The Doom franchise is no stranger to being installed on unexpected devices, but this might be its most delicious yet.
Instagram user Richard Mallard has managed to run Doom Eternal on his Samsung fridge thanks to xCloud.
Spotted by the Verge, Mallard shared a video of his results to his personal profile on Monday, showing an early level of Doom Eternal running and responding to his Xbox controller inputs on the Samsung fridge’s screen. Mallard achieved this by sideloading the Android version of the Xbox Game Pass app onto his not-so-mobile device.
The app actually manages to portray the correct aspect ratio on the Samsung fridge’s screen, although the screen is formatted in portrait mode, so there’s several inches of unused space. Nevertheless, the game appears to run about as smooth as you could hope for on a cloud streaming service.

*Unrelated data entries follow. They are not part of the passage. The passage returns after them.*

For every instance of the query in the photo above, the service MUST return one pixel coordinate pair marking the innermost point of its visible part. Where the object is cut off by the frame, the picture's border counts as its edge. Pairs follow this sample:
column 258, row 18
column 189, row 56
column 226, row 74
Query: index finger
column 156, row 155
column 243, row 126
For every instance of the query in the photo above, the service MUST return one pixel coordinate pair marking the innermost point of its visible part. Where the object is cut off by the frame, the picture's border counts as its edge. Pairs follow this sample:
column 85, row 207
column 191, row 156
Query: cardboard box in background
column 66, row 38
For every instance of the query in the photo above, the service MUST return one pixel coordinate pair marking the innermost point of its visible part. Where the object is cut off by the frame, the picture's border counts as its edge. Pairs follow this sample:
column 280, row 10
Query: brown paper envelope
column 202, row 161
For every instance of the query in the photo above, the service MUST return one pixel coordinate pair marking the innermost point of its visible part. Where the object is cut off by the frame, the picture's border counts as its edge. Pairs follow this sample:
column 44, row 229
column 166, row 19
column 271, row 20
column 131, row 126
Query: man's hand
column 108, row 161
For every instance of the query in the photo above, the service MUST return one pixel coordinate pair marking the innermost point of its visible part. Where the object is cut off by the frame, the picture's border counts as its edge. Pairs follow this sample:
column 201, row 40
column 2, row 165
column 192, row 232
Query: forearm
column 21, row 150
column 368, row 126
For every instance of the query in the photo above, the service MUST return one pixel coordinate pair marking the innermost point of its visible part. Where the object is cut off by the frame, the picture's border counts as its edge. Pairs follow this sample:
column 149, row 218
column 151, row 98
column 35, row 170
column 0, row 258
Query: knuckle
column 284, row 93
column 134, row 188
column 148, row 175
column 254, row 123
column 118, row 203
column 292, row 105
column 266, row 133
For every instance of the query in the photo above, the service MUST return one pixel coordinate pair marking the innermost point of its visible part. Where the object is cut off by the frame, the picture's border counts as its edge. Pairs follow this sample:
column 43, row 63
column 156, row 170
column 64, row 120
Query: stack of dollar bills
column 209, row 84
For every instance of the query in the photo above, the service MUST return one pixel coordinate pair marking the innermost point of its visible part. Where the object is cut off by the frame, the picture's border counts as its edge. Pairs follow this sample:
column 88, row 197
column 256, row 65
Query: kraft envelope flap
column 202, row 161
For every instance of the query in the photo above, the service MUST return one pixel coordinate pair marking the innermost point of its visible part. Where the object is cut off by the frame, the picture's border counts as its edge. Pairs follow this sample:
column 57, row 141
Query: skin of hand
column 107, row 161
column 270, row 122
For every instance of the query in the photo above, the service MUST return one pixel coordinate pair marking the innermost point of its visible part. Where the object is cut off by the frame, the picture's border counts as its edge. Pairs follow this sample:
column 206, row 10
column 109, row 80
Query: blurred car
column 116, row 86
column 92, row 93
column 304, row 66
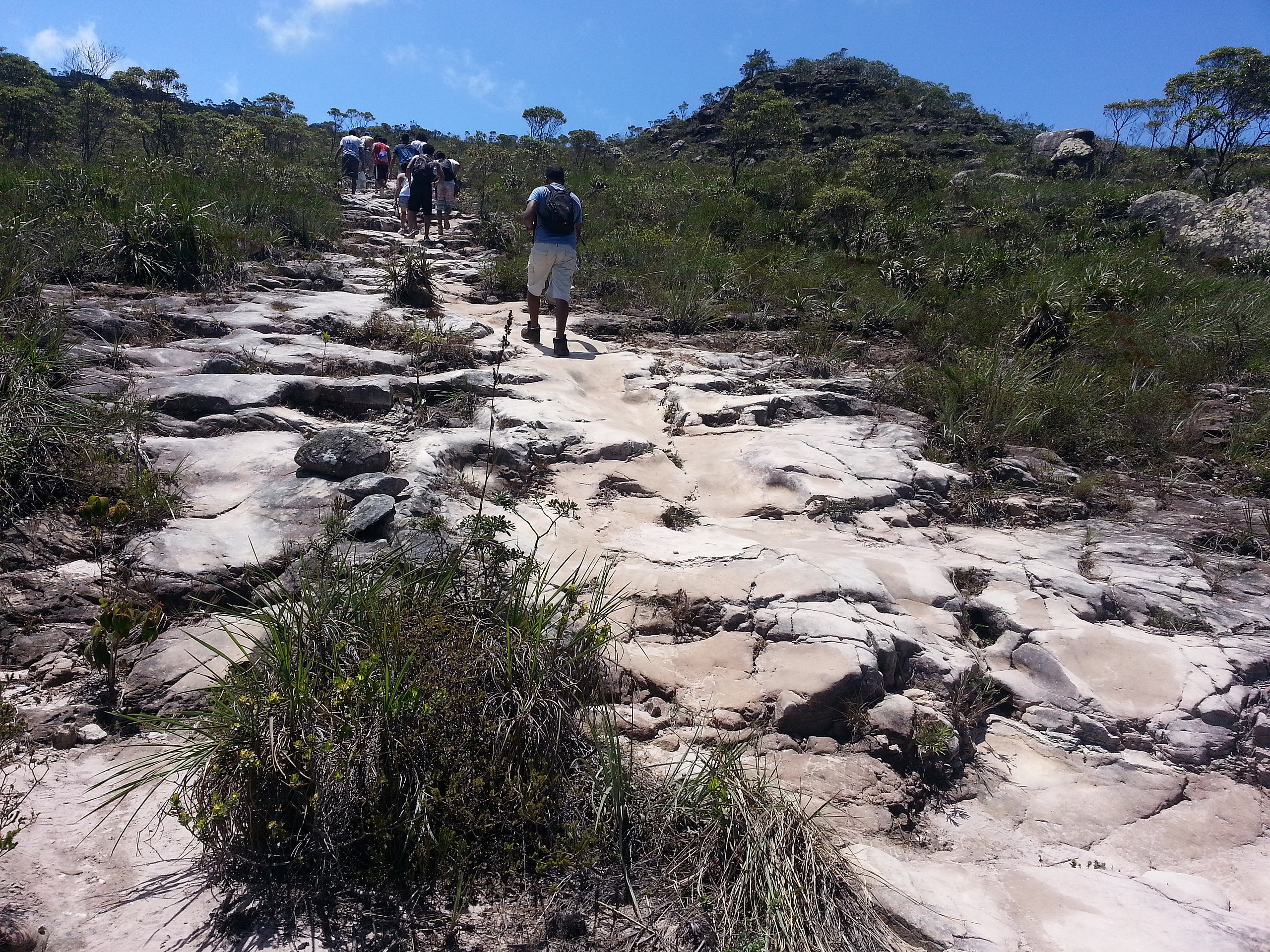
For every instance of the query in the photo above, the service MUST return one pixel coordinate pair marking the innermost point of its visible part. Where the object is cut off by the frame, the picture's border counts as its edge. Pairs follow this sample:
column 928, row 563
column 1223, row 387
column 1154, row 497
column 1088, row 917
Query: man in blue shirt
column 554, row 215
column 404, row 153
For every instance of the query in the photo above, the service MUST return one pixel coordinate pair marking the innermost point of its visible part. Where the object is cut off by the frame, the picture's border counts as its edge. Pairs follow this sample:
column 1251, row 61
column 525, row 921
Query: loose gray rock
column 370, row 484
column 1047, row 144
column 369, row 513
column 341, row 452
column 17, row 936
column 1230, row 228
column 1074, row 150
column 893, row 716
column 224, row 363
column 92, row 734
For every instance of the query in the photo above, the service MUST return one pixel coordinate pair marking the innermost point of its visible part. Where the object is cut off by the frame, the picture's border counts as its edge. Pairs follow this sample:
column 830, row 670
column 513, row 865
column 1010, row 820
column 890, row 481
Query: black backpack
column 558, row 214
column 422, row 171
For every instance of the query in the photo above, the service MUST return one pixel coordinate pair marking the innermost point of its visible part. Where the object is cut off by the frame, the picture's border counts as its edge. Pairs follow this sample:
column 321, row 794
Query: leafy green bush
column 399, row 721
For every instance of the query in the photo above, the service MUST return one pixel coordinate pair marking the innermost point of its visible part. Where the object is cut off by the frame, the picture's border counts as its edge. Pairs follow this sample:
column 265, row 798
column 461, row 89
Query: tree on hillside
column 544, row 121
column 583, row 143
column 271, row 105
column 759, row 121
column 348, row 119
column 30, row 106
column 759, row 61
column 886, row 171
column 155, row 98
column 1123, row 115
column 844, row 211
column 92, row 58
column 93, row 115
column 1223, row 106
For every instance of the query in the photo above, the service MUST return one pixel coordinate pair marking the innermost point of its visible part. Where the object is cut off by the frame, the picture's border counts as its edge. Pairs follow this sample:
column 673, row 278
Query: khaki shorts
column 552, row 268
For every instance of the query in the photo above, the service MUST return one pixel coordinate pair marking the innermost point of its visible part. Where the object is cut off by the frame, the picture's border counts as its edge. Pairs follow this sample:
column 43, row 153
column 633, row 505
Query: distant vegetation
column 123, row 179
column 818, row 207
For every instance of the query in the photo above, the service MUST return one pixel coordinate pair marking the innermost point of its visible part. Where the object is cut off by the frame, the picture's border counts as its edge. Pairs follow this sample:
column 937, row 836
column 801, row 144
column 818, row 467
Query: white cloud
column 300, row 27
column 403, row 55
column 463, row 74
column 49, row 46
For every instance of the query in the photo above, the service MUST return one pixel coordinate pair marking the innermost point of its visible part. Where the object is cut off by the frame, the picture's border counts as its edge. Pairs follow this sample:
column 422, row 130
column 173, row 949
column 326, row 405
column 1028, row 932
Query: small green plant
column 931, row 735
column 407, row 280
column 680, row 517
column 971, row 581
column 838, row 509
column 400, row 722
column 120, row 626
column 12, row 817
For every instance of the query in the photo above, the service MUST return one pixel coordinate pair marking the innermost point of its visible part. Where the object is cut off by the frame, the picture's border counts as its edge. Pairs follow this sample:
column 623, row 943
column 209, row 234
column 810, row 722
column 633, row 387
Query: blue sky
column 610, row 64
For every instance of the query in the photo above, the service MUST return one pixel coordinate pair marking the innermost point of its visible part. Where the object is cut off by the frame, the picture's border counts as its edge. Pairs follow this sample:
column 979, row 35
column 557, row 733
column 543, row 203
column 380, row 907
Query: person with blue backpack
column 404, row 153
column 554, row 215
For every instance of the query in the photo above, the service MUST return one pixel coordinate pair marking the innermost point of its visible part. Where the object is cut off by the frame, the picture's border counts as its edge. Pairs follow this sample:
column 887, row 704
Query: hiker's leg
column 562, row 285
column 539, row 272
column 562, row 309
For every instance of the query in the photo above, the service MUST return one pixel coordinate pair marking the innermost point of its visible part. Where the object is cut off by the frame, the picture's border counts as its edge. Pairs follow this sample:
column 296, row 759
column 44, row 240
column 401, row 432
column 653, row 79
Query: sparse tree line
column 1214, row 117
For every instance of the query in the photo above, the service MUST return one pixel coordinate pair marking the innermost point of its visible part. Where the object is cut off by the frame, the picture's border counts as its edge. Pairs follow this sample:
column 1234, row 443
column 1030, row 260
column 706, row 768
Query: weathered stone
column 1228, row 228
column 893, row 716
column 369, row 515
column 17, row 936
column 373, row 483
column 186, row 660
column 1047, row 144
column 341, row 452
column 92, row 734
column 202, row 394
column 224, row 363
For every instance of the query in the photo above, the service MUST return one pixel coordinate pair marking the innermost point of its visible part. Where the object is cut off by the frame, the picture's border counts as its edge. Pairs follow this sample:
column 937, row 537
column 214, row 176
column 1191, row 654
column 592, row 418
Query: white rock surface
column 812, row 590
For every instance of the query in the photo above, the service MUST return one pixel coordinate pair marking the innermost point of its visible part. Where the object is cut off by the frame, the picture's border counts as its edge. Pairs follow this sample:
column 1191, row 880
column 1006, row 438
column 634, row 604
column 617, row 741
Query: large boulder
column 369, row 513
column 1228, row 228
column 341, row 452
column 1047, row 145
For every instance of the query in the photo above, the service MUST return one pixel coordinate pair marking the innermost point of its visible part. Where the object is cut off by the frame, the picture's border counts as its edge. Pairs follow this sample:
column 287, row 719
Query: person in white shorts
column 554, row 215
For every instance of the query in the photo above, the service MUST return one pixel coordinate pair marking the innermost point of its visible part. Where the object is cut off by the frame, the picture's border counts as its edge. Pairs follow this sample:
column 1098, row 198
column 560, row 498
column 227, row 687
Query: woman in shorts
column 403, row 201
column 422, row 173
column 447, row 172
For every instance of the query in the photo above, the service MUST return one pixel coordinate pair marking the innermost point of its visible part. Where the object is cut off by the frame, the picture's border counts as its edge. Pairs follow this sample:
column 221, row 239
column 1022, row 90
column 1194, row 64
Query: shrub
column 756, row 869
column 407, row 281
column 399, row 721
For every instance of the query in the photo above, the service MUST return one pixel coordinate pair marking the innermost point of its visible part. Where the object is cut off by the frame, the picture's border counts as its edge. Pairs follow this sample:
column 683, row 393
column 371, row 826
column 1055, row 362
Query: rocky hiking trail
column 786, row 543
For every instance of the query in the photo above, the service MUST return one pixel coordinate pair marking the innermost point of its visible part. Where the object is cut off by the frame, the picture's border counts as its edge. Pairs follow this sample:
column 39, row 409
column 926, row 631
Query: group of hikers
column 427, row 179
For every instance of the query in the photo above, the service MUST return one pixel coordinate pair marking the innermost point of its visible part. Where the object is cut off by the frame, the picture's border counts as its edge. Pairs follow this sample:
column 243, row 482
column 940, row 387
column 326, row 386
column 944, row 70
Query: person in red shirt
column 381, row 155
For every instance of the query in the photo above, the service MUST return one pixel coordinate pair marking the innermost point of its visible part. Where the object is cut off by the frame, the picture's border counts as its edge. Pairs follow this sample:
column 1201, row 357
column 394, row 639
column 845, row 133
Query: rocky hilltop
column 1046, row 734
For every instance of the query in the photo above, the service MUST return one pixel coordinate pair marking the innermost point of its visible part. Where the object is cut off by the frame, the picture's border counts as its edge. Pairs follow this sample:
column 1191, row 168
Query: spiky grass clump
column 751, row 867
column 55, row 446
column 399, row 722
column 407, row 281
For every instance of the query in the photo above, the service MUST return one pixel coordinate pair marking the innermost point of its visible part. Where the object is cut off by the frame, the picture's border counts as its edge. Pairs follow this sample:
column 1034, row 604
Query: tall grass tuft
column 398, row 722
column 719, row 833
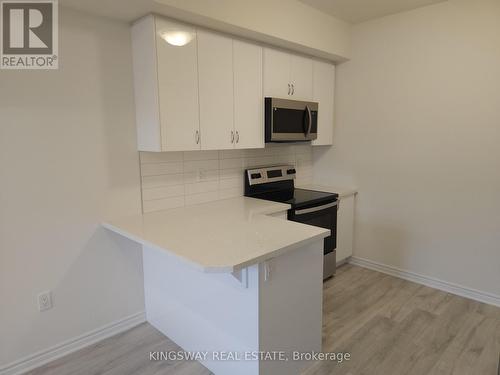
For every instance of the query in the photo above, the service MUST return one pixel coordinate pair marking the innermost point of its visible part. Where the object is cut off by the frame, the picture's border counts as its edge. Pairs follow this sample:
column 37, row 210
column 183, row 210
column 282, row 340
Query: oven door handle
column 315, row 209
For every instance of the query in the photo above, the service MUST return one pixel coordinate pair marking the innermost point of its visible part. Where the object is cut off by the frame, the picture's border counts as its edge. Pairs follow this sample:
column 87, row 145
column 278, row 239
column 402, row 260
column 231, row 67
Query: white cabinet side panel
column 178, row 87
column 146, row 85
column 215, row 64
column 202, row 311
column 323, row 93
column 345, row 228
column 301, row 78
column 291, row 302
column 248, row 98
column 276, row 73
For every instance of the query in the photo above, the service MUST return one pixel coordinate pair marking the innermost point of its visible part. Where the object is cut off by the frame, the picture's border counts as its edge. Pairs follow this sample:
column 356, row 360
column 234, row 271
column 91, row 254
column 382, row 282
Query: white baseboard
column 48, row 355
column 445, row 286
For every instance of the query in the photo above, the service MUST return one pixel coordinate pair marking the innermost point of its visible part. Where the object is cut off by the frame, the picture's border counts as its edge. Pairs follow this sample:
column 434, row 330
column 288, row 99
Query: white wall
column 418, row 132
column 290, row 21
column 287, row 23
column 67, row 159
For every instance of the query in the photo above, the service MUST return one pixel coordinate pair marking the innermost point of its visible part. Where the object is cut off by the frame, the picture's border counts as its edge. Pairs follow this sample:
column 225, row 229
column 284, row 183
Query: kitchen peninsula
column 232, row 276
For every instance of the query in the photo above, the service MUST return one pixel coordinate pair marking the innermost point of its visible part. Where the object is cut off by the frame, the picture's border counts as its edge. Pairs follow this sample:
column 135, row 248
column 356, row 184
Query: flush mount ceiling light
column 177, row 38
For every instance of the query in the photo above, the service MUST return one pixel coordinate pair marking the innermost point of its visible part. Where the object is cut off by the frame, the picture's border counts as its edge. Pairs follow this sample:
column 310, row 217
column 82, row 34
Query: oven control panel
column 263, row 175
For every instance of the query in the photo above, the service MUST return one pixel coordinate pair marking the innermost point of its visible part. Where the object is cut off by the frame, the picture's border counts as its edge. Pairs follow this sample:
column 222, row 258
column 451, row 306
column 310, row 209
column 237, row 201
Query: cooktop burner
column 276, row 184
column 297, row 197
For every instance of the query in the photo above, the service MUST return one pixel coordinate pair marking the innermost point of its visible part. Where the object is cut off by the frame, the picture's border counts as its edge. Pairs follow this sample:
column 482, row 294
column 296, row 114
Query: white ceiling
column 356, row 11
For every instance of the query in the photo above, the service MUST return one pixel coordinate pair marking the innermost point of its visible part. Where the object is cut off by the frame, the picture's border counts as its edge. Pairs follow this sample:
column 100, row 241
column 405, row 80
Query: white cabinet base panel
column 273, row 306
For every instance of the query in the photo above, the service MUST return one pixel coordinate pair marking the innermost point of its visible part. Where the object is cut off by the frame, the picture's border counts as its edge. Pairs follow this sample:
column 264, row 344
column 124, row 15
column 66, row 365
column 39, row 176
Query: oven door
column 290, row 120
column 323, row 216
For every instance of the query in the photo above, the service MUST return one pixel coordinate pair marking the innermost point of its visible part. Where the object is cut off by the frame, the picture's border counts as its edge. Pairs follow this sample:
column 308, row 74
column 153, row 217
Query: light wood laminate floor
column 388, row 325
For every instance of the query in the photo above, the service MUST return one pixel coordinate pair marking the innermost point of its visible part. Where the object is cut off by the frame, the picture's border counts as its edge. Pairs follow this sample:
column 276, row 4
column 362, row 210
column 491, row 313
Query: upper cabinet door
column 276, row 73
column 248, row 99
column 301, row 78
column 177, row 68
column 323, row 93
column 215, row 66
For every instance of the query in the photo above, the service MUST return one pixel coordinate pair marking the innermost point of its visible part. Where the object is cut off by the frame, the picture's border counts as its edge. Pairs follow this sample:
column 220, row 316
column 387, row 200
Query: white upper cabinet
column 215, row 65
column 301, row 75
column 194, row 89
column 276, row 73
column 287, row 75
column 248, row 99
column 166, row 85
column 200, row 90
column 323, row 93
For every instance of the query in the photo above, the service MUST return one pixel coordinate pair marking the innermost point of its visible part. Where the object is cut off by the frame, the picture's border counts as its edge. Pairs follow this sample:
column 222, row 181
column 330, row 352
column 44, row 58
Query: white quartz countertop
column 343, row 192
column 222, row 236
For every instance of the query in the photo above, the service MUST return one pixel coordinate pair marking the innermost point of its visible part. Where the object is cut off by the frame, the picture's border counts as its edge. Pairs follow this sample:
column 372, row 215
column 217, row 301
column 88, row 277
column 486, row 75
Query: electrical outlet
column 45, row 301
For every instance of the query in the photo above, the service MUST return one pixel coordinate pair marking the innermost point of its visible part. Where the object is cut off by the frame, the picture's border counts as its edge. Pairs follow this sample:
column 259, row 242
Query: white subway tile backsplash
column 162, row 180
column 228, row 183
column 176, row 179
column 202, row 198
column 200, row 176
column 232, row 163
column 162, row 192
column 160, row 157
column 201, row 155
column 231, row 173
column 163, row 204
column 201, row 165
column 230, row 193
column 201, row 187
column 157, row 169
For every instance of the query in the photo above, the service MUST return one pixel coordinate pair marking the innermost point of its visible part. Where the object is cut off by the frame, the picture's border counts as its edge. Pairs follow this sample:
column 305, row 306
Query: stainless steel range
column 307, row 206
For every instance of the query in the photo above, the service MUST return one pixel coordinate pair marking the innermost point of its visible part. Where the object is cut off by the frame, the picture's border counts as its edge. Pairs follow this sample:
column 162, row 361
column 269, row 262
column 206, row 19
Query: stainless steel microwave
column 290, row 120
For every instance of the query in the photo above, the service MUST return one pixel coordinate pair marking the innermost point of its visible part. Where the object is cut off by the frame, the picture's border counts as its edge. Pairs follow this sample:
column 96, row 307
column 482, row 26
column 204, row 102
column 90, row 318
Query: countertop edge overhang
column 239, row 233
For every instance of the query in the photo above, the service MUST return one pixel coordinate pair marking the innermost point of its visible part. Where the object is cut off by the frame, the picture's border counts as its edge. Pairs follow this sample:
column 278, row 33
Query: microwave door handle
column 309, row 115
column 306, row 121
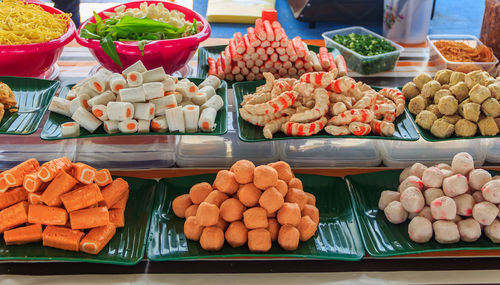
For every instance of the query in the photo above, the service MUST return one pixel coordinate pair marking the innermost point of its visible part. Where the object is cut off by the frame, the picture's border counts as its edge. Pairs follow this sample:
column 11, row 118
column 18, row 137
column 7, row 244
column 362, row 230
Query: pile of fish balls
column 450, row 202
column 249, row 205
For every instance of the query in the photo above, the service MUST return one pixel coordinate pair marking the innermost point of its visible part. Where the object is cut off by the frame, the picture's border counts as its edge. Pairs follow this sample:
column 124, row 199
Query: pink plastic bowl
column 33, row 60
column 171, row 54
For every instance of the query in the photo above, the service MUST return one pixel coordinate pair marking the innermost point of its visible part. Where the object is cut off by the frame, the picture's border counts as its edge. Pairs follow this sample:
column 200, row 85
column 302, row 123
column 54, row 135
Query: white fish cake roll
column 455, row 185
column 70, row 129
column 111, row 127
column 154, row 75
column 446, row 232
column 120, row 111
column 412, row 200
column 159, row 124
column 211, row 80
column 207, row 120
column 191, row 115
column 144, row 111
column 128, row 126
column 431, row 194
column 485, row 213
column 420, row 230
column 411, row 181
column 386, row 197
column 60, row 106
column 432, row 177
column 153, row 90
column 478, row 177
column 462, row 163
column 175, row 119
column 86, row 119
column 164, row 103
column 102, row 99
column 491, row 191
column 215, row 102
column 465, row 203
column 443, row 208
column 469, row 229
column 101, row 112
column 395, row 213
column 493, row 231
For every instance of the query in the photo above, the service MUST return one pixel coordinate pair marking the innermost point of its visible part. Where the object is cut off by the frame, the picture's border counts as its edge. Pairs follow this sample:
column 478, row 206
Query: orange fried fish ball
column 225, row 182
column 212, row 238
column 236, row 234
column 265, row 176
column 255, row 218
column 288, row 237
column 199, row 192
column 307, row 228
column 207, row 214
column 192, row 229
column 232, row 210
column 259, row 240
column 249, row 195
column 180, row 204
column 271, row 200
column 289, row 214
column 243, row 171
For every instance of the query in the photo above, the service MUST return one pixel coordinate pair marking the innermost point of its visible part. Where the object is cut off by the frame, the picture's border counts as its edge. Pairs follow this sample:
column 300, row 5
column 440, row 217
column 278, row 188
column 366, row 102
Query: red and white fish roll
column 154, row 75
column 60, row 106
column 164, row 103
column 134, row 79
column 86, row 119
column 191, row 116
column 100, row 112
column 135, row 95
column 359, row 129
column 175, row 119
column 70, row 129
column 303, row 129
column 206, row 122
column 353, row 115
column 138, row 67
column 102, row 99
column 144, row 111
column 111, row 127
column 128, row 126
column 120, row 111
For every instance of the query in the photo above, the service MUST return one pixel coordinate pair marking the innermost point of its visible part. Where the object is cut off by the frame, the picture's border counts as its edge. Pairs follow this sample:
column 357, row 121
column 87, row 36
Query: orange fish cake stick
column 97, row 239
column 45, row 215
column 50, row 169
column 23, row 235
column 61, row 184
column 89, row 218
column 62, row 238
column 82, row 197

Mallard also managed to play Gears 5 multiplayer on his Samsung fridge in a subsequent video.
Of course, the Doom franchise is no stranger to being loaded onto hilariously small and/or atypical devices, although it’s usually the original 2.39MB Doom from 1993. Just last September, a programmer ran a visually rough version of Doom on a pregnancy test. Add it to the list of weird devices to play Doom on, including a Microwave, a Leapfrog educational toy, and this laptop from the set of Friends.
Funny enough, this means the xCloud game streaming service is technically available on the Samsung smart fridge before iPhones or iPads. Apple’s app guidelines make putting a service like xCloud on iOS a particularly complicated process. Apple allows for streaming services to be put on iOS as apps, but only as a “catalog app” that lets users sign up for the service and see what titles are available. Most notably, Apple requires that each game would need to have its own separate app on the iOS App Store, which doesn’t exactly work for a service like Xbox’s Game Pass, where every available title is centralized through one launcher.
Despite that hassle, Xbox head Phil Spencer allegedly indicated in an internal all-hands on meeting at Microsoft that xCloud “absolutely will end up on iOS” via a browser-based solution. Amazon’s recently announced Luna service may point at Xbox’s alleged plan.